We appreciate the reviewer’s thoughtful response. As rightly pointed out, we’ve acknowledged in the Limitations section that FHBI, like other particle-based Bayesian inference methods, shares the common drawback of requiring multiple models to be retained during training. This makes it less practical for training from scratch. However, FHBI remains a strong fit for fine-tuning scenarios, where the trainable components are typically lightweight. Looking ahead, an exciting direction for future work is to bring the sharpness concept in RKHS to recent variational inference (VI) methods, which do not suffer from the same memory overhead. This could offer a compelling approach in enhancing performance and robustness, while maintaining memory efficiency.

最终决定Accept (poster)

2025-05-01

This paper introduces Flat Hilbert Bayesian Inference (FHBI), a novel algorithm that incorporates flatness into Bayesian inference. The method combines an adversarial functional perturbation step with a functional descent step in a reproducing kernel Hilbert space (RKHS), and is theoretically grounded to improve generalization. Notably, the theoretical development is also novel, extending prior analysis of generalization from finite-dimensional Euclidean spaces to infinite-dimensional function spaces.

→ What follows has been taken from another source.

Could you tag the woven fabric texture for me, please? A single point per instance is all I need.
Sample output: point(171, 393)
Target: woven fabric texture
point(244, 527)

While the concepts of flatness and sharpness-aware minimization have been explored extensively in the community, there have been few successful attempts to incorporate flatness-seeking behavior into Bayesian posterior inference. In this regard, FHBI fills an important gap. All reviewers are positive about the novelty and significance of the contribution, and I share their assessment.